Related issues: https://bugs.llvm.org/show_bug.cgi?id=28431 https://bugs.llvm.org/show_bug.cgi?id=27190 https://bugs.llvm.org/show_bug.cgi?id=21183 and the original issue that brought me here https://github.com/JuliaLang/julia/issues/17288
Presumably there is a related apple issue at rdar://problem/8007500, since a related work-around refers to it, but I don't work at apple, and the linked issue is not open-access.
Quentin Colombet posted the workaround/hint in 2014, in https://bugs.llvm.org/show_bug.cgi?id=21183: Disable join-liveintervals.
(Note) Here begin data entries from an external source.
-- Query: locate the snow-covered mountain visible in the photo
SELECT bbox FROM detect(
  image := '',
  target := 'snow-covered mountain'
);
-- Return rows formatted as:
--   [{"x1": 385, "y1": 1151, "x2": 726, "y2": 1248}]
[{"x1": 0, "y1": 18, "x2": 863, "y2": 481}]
Here, I just formalized his tip (only apply in ExposesReturnsTwice functions). That alone fixes the bug in my reproducers.
Next I went over the other passes that handle this, and noted the old workaround in StackSlotColoring.cpp. Extrapolating from that, I suspect that StackSlotColoring.cpp is no better at handling the problem, so I disabled that out of an overabundance of caution.
The final change is to the inlining heuristic: Inlining perfectly fine code into an ExposesReturnsTwice context is a very bad idea until we get much better at optimizing and not miscompiling code surrounding setjmp. Hence that change. A further advantage is that we should trigger the bug less often: It is related to register spilling, and less inlined code often means less register spills.
The changes are pretty unprincipled. But we have been miscompiling setjmp code for 6 years, and nobody qualified seems motivated to fix the underlying issues in the machine-optimizer passes. So I think a temporary band-aid is warranted. I am not qualified ;)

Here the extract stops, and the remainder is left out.